Finally, there is our friend (or do I mean enemy?) the budget surplus. This year's surplus is on tap to exceed $200 billion, depending on whether Congress passes a $100 billion tax rebate. Regardless, we now know the kind of pro-spending impulse that surpluses now elicit from members of Congress in both parties. Put a fat budget surplus estimate in front of appropriators and they start drooling uncontrollably like Pavlov's dog.

Now some in Washington are already making excuses for the coming shopping spree. They say that some extra spending this year is justified to make up for some years of excessively tight budgets. We need to start making some "investments" in federal programs to make up for the years of neglect. What neglect? Federal spending hasn't been held under tight reigns in recent years. In fact, just the opposite is true. The federal budget for discretionary spending has risen from $534 billion in 1996 to $646 billion this year. Nondefense discretionary spending has risen by 25 percent over this five-year period.

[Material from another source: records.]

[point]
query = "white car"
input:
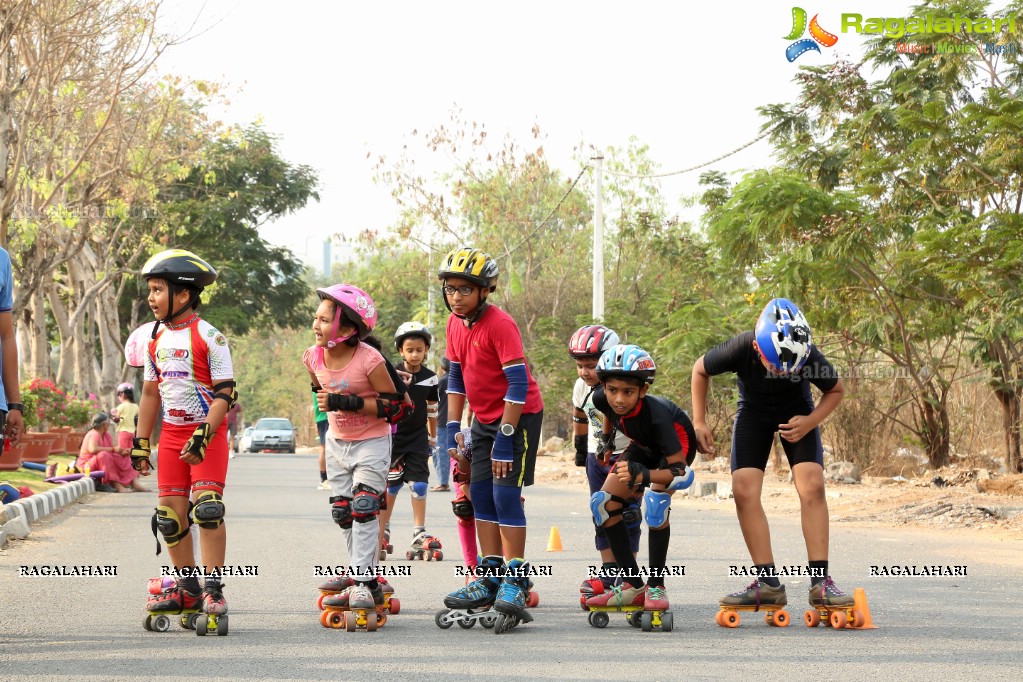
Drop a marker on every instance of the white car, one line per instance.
(246, 440)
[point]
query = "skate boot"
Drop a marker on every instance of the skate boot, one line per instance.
(759, 596)
(513, 596)
(173, 600)
(215, 608)
(426, 547)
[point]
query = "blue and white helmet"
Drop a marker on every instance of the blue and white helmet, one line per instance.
(784, 335)
(626, 360)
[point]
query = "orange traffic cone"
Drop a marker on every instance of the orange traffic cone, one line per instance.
(859, 603)
(554, 541)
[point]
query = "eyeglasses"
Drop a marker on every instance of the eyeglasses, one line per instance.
(463, 290)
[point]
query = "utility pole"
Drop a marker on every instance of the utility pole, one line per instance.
(598, 240)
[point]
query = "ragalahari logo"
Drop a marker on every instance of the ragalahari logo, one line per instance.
(817, 34)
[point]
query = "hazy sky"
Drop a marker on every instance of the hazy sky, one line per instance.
(337, 81)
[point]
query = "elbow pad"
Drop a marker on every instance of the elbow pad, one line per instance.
(455, 383)
(518, 383)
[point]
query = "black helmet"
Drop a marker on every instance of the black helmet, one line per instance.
(180, 268)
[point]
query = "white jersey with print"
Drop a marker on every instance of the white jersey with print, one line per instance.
(582, 399)
(186, 363)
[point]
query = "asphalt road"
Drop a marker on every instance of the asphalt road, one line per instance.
(91, 628)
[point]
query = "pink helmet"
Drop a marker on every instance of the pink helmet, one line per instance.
(135, 347)
(355, 305)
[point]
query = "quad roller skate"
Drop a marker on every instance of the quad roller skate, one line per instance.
(426, 547)
(214, 618)
(645, 607)
(513, 597)
(359, 607)
(757, 597)
(473, 603)
(833, 607)
(167, 599)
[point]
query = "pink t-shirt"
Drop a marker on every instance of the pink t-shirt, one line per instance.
(353, 379)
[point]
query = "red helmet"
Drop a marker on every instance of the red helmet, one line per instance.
(355, 305)
(591, 341)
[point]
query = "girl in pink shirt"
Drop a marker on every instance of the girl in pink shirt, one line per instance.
(362, 396)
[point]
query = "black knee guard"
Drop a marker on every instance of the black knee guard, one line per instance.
(209, 509)
(462, 507)
(341, 510)
(366, 504)
(167, 521)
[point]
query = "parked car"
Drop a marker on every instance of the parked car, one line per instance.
(274, 434)
(243, 441)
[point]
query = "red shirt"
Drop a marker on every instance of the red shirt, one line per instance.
(482, 352)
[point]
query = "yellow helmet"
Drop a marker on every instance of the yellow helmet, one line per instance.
(471, 264)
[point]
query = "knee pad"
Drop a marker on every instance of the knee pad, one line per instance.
(365, 504)
(682, 476)
(341, 511)
(632, 514)
(598, 506)
(209, 509)
(507, 499)
(419, 489)
(658, 507)
(462, 508)
(169, 524)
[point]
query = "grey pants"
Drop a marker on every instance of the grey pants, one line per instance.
(351, 463)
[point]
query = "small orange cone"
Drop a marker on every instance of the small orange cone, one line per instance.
(859, 603)
(554, 541)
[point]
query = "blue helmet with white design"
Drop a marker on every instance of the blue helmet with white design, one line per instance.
(626, 360)
(784, 335)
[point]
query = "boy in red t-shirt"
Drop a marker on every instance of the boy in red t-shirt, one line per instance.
(489, 370)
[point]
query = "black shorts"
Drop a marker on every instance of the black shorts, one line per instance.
(416, 465)
(753, 437)
(524, 445)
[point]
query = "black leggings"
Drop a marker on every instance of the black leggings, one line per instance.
(753, 436)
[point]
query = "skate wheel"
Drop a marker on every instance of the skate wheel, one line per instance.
(441, 620)
(667, 622)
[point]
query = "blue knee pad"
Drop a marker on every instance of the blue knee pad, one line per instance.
(482, 493)
(508, 502)
(658, 505)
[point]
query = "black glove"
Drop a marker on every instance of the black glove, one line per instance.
(337, 402)
(581, 449)
(140, 453)
(199, 440)
(638, 471)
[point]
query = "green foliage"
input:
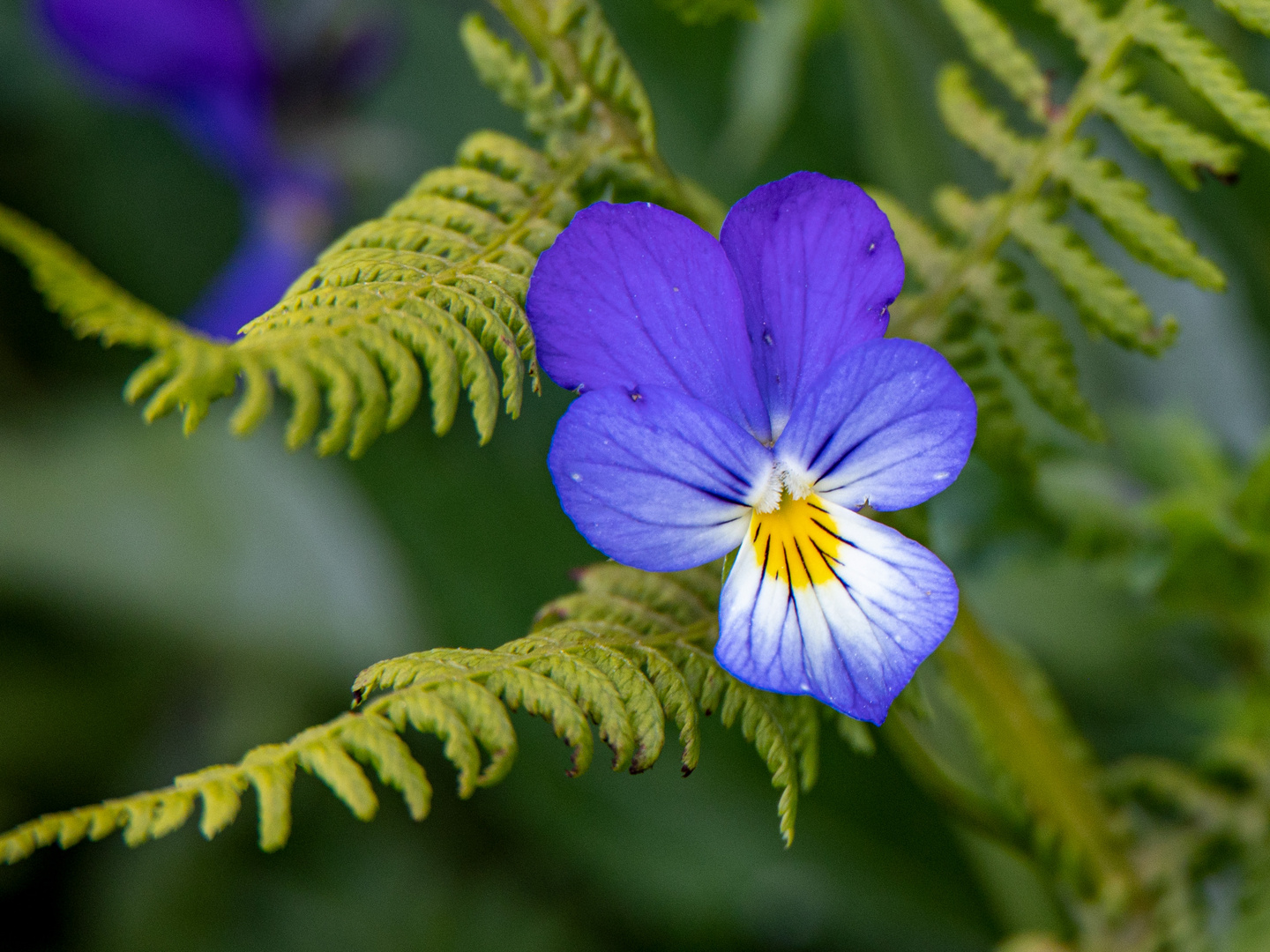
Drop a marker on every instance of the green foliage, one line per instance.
(705, 13)
(628, 651)
(968, 291)
(438, 280)
(1035, 784)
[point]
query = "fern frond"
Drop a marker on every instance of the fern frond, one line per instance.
(438, 280)
(981, 127)
(436, 285)
(966, 286)
(1033, 346)
(1042, 762)
(1254, 14)
(1105, 302)
(585, 97)
(1156, 131)
(1206, 69)
(706, 13)
(626, 651)
(992, 43)
(1120, 205)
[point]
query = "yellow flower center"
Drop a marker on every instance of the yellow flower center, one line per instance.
(798, 541)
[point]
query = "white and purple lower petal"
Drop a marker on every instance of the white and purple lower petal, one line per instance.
(655, 479)
(889, 424)
(850, 628)
(635, 294)
(818, 265)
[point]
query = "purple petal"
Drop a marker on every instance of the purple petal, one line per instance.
(852, 640)
(889, 424)
(654, 479)
(637, 296)
(818, 265)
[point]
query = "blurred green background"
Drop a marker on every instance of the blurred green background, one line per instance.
(167, 603)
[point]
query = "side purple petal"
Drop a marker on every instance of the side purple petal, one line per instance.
(638, 296)
(889, 424)
(818, 265)
(655, 479)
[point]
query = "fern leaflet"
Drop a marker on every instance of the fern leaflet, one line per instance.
(967, 292)
(436, 285)
(626, 652)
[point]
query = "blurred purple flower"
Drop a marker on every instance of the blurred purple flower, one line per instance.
(204, 65)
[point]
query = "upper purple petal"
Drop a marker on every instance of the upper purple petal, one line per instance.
(655, 479)
(638, 296)
(889, 424)
(818, 265)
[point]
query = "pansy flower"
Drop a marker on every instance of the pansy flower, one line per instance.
(739, 394)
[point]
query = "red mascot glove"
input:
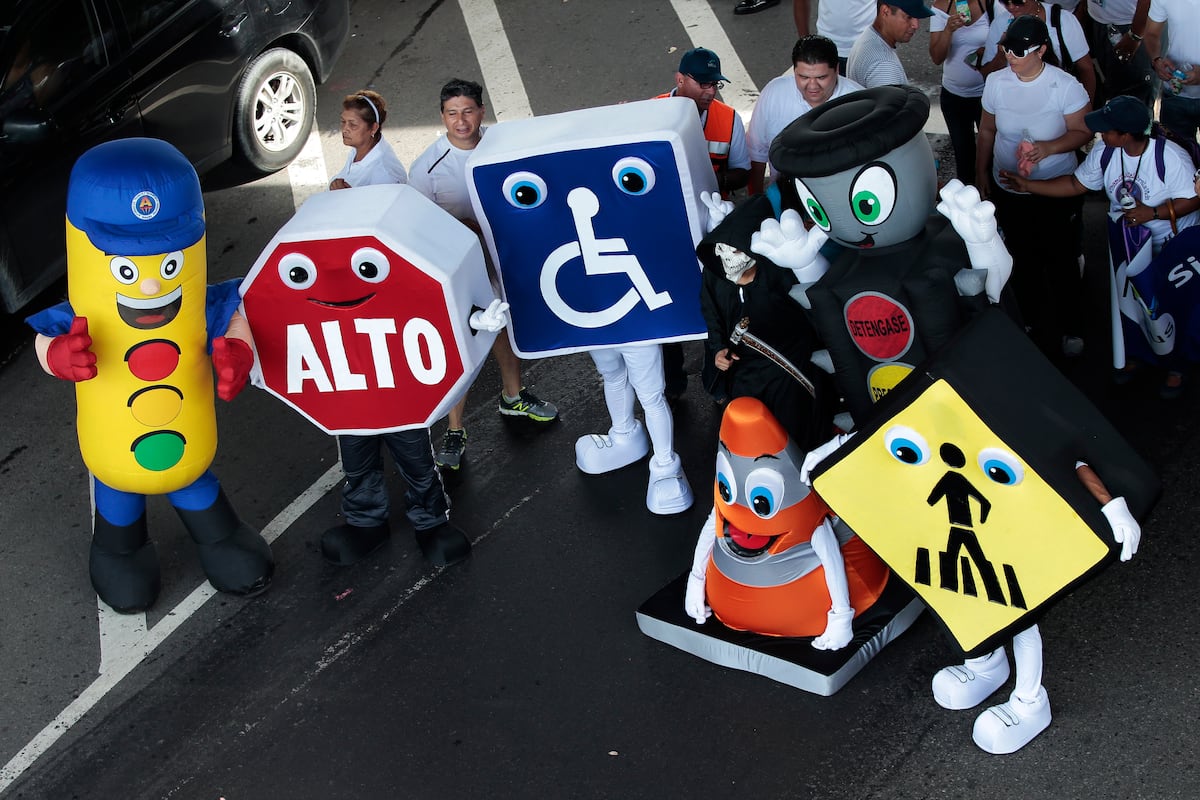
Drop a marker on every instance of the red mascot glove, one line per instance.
(232, 360)
(70, 356)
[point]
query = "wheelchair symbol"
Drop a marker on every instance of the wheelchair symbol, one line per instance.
(600, 257)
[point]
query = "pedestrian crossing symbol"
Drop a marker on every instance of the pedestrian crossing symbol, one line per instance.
(957, 512)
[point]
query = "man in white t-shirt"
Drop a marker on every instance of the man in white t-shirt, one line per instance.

The bottom line here is that someone has to start holding the line on spending. If Republicans allow the budget to grow at twice the rate it did under Clinton, many conservatives are going to start asking the legitimate question: what are Republicans good for? Of course, if the GOP can deliver the crown jewel of their economic program, the trillion-and-a-half-dollar tax cut, this could excuse some excessive celebratory spending this year. But a seven percent increase?

I've said it before, but it bears repeating: Washington already has one party of big government. We surely don't need two.